The dark winter seems a lifetime away now, and, somehow, the longer days give us the feeling that we have so much more time to do things. That’s what it all means to us, at least. To Louis Catorze, it means burrowing deeply into his igloo and never coming out.
Cat Daddy: “This isn’t normal. Staying in there all day is like one of those sensory deprivation torture things. This is what they do to prisoners of war.”
Me: “But we’re not subjecting him to it by force. He’s chosen to go in there.”
Cat Daddy: “Exactly: he’s so thick that he doesn’t even KNOW he’s torturing himself! He’s going to come out an institutionalised vegetable with no eyes, because he’ll have evolved not to use them. And he’ll be completely brain-dead because he won’t have used that, either. On second thoughts, maybe that particular ship has already sailed.”
I did remind Cat Daddy that evolution happens progressively over many generations of creatures, and not with just one animal over a couple of weeks, but he wasn’t really listening. He had a point about the brain-dead bit, though.

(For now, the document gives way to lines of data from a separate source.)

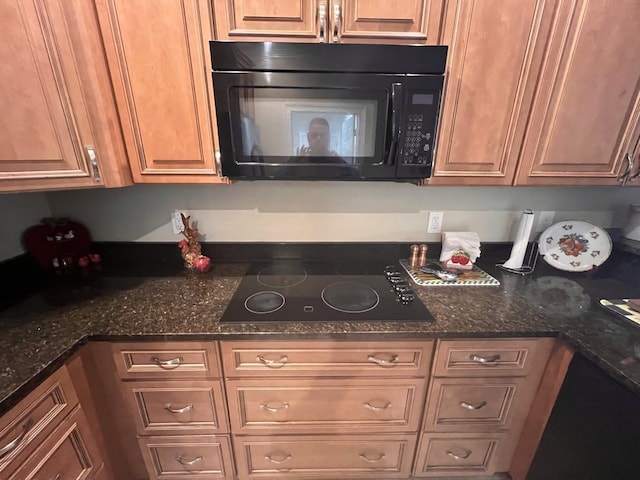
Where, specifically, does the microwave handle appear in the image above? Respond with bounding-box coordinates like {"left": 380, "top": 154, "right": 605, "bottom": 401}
{"left": 384, "top": 83, "right": 403, "bottom": 165}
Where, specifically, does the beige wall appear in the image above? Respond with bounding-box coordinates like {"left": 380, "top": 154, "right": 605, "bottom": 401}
{"left": 0, "top": 192, "right": 51, "bottom": 260}
{"left": 2, "top": 183, "right": 637, "bottom": 262}
{"left": 43, "top": 183, "right": 637, "bottom": 244}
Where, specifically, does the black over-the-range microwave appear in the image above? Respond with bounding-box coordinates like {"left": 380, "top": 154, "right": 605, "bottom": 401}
{"left": 210, "top": 41, "right": 447, "bottom": 182}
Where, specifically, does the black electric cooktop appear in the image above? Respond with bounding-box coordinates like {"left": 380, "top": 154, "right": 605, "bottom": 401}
{"left": 219, "top": 260, "right": 434, "bottom": 323}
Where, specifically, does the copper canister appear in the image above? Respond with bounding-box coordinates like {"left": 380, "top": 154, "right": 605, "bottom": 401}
{"left": 418, "top": 244, "right": 428, "bottom": 267}
{"left": 409, "top": 244, "right": 420, "bottom": 267}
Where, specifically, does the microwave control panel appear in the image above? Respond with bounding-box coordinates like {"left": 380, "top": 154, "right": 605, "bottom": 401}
{"left": 399, "top": 91, "right": 438, "bottom": 169}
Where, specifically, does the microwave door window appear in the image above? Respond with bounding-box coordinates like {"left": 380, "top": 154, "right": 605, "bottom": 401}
{"left": 229, "top": 87, "right": 388, "bottom": 178}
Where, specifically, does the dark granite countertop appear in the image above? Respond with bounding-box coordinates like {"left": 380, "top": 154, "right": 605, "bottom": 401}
{"left": 2, "top": 242, "right": 640, "bottom": 416}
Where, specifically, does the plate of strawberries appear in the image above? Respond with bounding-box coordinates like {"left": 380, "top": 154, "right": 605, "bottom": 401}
{"left": 538, "top": 220, "right": 612, "bottom": 272}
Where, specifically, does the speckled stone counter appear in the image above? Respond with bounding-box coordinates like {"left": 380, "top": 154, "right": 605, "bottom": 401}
{"left": 2, "top": 246, "right": 640, "bottom": 416}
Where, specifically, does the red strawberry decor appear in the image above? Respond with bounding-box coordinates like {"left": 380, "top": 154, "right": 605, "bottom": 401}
{"left": 450, "top": 250, "right": 471, "bottom": 265}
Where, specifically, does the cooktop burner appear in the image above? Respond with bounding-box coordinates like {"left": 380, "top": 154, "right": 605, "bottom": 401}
{"left": 257, "top": 264, "right": 307, "bottom": 288}
{"left": 220, "top": 260, "right": 434, "bottom": 323}
{"left": 245, "top": 291, "right": 286, "bottom": 314}
{"left": 321, "top": 282, "right": 379, "bottom": 313}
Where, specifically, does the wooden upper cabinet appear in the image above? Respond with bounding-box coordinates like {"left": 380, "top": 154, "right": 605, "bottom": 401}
{"left": 339, "top": 0, "right": 444, "bottom": 44}
{"left": 515, "top": 0, "right": 640, "bottom": 186}
{"left": 0, "top": 0, "right": 131, "bottom": 192}
{"left": 429, "top": 0, "right": 548, "bottom": 185}
{"left": 213, "top": 0, "right": 445, "bottom": 44}
{"left": 96, "top": 0, "right": 226, "bottom": 183}
{"left": 213, "top": 0, "right": 320, "bottom": 41}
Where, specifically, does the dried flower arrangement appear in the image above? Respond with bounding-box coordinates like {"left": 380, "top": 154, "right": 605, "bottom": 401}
{"left": 177, "top": 213, "right": 211, "bottom": 272}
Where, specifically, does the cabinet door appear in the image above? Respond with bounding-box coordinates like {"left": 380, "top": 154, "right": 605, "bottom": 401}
{"left": 0, "top": 366, "right": 79, "bottom": 479}
{"left": 338, "top": 0, "right": 445, "bottom": 44}
{"left": 0, "top": 0, "right": 127, "bottom": 192}
{"left": 9, "top": 407, "right": 103, "bottom": 480}
{"left": 213, "top": 0, "right": 321, "bottom": 41}
{"left": 429, "top": 0, "right": 549, "bottom": 185}
{"left": 515, "top": 0, "right": 640, "bottom": 186}
{"left": 96, "top": 0, "right": 225, "bottom": 183}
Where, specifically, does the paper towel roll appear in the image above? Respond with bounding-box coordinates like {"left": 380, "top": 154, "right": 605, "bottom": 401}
{"left": 502, "top": 210, "right": 535, "bottom": 269}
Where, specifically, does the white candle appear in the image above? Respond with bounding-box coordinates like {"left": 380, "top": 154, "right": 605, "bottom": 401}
{"left": 503, "top": 210, "right": 535, "bottom": 269}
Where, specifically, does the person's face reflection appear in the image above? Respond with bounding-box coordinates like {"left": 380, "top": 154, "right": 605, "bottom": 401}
{"left": 307, "top": 123, "right": 330, "bottom": 155}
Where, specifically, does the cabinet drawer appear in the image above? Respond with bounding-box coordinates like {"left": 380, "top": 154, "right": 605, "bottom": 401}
{"left": 121, "top": 380, "right": 228, "bottom": 435}
{"left": 138, "top": 434, "right": 234, "bottom": 480}
{"left": 9, "top": 406, "right": 102, "bottom": 480}
{"left": 227, "top": 378, "right": 426, "bottom": 433}
{"left": 432, "top": 338, "right": 554, "bottom": 377}
{"left": 414, "top": 433, "right": 508, "bottom": 477}
{"left": 113, "top": 342, "right": 221, "bottom": 379}
{"left": 424, "top": 377, "right": 536, "bottom": 432}
{"left": 234, "top": 434, "right": 416, "bottom": 479}
{"left": 221, "top": 340, "right": 433, "bottom": 377}
{"left": 0, "top": 366, "right": 78, "bottom": 478}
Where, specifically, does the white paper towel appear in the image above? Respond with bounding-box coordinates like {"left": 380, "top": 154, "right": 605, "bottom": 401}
{"left": 502, "top": 210, "right": 535, "bottom": 269}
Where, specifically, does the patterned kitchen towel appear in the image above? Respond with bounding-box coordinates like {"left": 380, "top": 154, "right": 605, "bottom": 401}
{"left": 400, "top": 259, "right": 500, "bottom": 286}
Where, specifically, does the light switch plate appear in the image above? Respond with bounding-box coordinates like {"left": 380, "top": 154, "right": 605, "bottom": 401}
{"left": 171, "top": 210, "right": 189, "bottom": 235}
{"left": 428, "top": 211, "right": 444, "bottom": 233}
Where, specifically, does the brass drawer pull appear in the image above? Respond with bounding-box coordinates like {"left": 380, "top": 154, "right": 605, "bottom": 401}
{"left": 176, "top": 454, "right": 203, "bottom": 466}
{"left": 151, "top": 356, "right": 183, "bottom": 369}
{"left": 367, "top": 354, "right": 398, "bottom": 366}
{"left": 360, "top": 451, "right": 385, "bottom": 462}
{"left": 265, "top": 451, "right": 291, "bottom": 464}
{"left": 363, "top": 401, "right": 392, "bottom": 411}
{"left": 447, "top": 449, "right": 472, "bottom": 460}
{"left": 164, "top": 403, "right": 194, "bottom": 414}
{"left": 256, "top": 355, "right": 288, "bottom": 368}
{"left": 459, "top": 400, "right": 487, "bottom": 410}
{"left": 0, "top": 417, "right": 34, "bottom": 459}
{"left": 469, "top": 353, "right": 501, "bottom": 364}
{"left": 260, "top": 402, "right": 289, "bottom": 413}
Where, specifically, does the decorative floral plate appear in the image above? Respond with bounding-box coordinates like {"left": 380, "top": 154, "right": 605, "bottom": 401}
{"left": 538, "top": 220, "right": 612, "bottom": 272}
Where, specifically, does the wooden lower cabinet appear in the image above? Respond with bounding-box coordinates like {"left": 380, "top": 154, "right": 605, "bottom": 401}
{"left": 106, "top": 341, "right": 234, "bottom": 479}
{"left": 5, "top": 338, "right": 566, "bottom": 480}
{"left": 9, "top": 406, "right": 103, "bottom": 480}
{"left": 0, "top": 369, "right": 78, "bottom": 476}
{"left": 233, "top": 434, "right": 416, "bottom": 479}
{"left": 223, "top": 340, "right": 432, "bottom": 480}
{"left": 414, "top": 338, "right": 558, "bottom": 479}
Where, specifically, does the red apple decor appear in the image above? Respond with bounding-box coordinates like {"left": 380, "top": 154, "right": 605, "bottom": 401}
{"left": 194, "top": 255, "right": 211, "bottom": 273}
{"left": 78, "top": 253, "right": 101, "bottom": 268}
{"left": 177, "top": 213, "right": 212, "bottom": 272}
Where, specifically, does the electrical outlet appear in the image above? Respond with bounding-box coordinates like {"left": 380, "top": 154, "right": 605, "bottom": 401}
{"left": 427, "top": 211, "right": 444, "bottom": 233}
{"left": 171, "top": 210, "right": 189, "bottom": 234}
{"left": 537, "top": 211, "right": 556, "bottom": 232}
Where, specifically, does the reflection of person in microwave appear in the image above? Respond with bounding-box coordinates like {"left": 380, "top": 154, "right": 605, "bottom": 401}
{"left": 297, "top": 117, "right": 339, "bottom": 157}
{"left": 270, "top": 117, "right": 357, "bottom": 178}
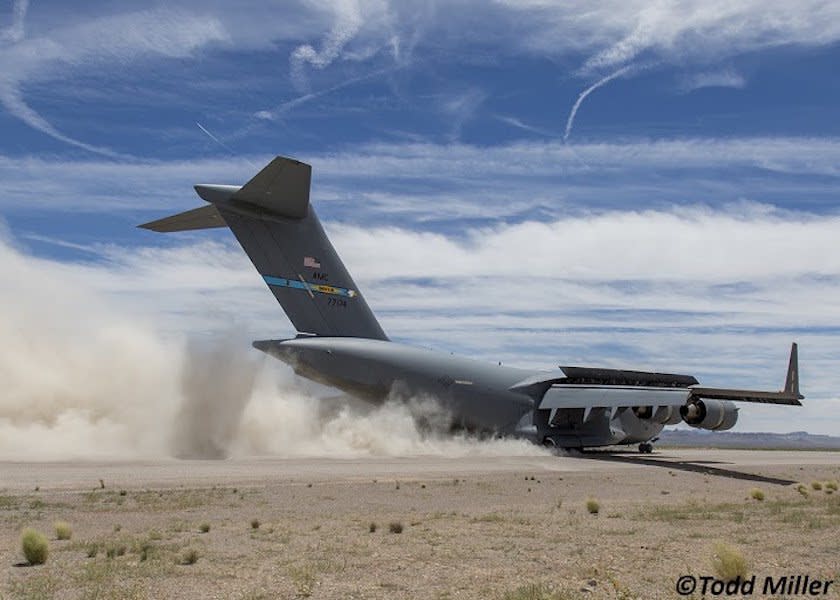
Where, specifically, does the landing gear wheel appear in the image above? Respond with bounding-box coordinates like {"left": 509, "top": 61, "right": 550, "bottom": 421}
{"left": 638, "top": 442, "right": 653, "bottom": 454}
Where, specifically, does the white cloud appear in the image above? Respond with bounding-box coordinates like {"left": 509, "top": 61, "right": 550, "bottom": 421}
{"left": 3, "top": 1, "right": 840, "bottom": 152}
{"left": 4, "top": 198, "right": 840, "bottom": 434}
{"left": 681, "top": 69, "right": 746, "bottom": 92}
{"left": 0, "top": 6, "right": 229, "bottom": 154}
{"left": 2, "top": 136, "right": 840, "bottom": 219}
{"left": 495, "top": 1, "right": 840, "bottom": 73}
{"left": 0, "top": 0, "right": 28, "bottom": 43}
{"left": 290, "top": 0, "right": 368, "bottom": 91}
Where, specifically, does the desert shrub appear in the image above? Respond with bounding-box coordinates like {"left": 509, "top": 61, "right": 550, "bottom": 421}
{"left": 749, "top": 488, "right": 765, "bottom": 502}
{"left": 251, "top": 519, "right": 260, "bottom": 530}
{"left": 796, "top": 483, "right": 809, "bottom": 497}
{"left": 21, "top": 528, "right": 49, "bottom": 565}
{"left": 812, "top": 481, "right": 823, "bottom": 491}
{"left": 199, "top": 523, "right": 210, "bottom": 533}
{"left": 86, "top": 543, "right": 98, "bottom": 558}
{"left": 388, "top": 521, "right": 404, "bottom": 534}
{"left": 825, "top": 481, "right": 838, "bottom": 491}
{"left": 106, "top": 543, "right": 127, "bottom": 559}
{"left": 711, "top": 542, "right": 748, "bottom": 581}
{"left": 289, "top": 565, "right": 316, "bottom": 598}
{"left": 179, "top": 548, "right": 199, "bottom": 565}
{"left": 369, "top": 522, "right": 377, "bottom": 533}
{"left": 139, "top": 542, "right": 153, "bottom": 562}
{"left": 54, "top": 521, "right": 72, "bottom": 540}
{"left": 586, "top": 498, "right": 600, "bottom": 515}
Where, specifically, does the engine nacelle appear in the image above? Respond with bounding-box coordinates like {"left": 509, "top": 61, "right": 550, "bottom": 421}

If Sa Maj were our human child, we would be picking up his bed and physically tipping him out (and possibly also making him get a job, as a 9-year-old cat is probably about 50 in human years). But, because he is a cat, he just gets to lie around in his pit and not deal with any other living souls if he doesn’t want to. And the worst we will do is complain about him to strangers on the internet and transform his convertible igloo into the warmer-weather bowl shape.
Is it possible to be disgusted at his laziness and, at the same time, envious of his life?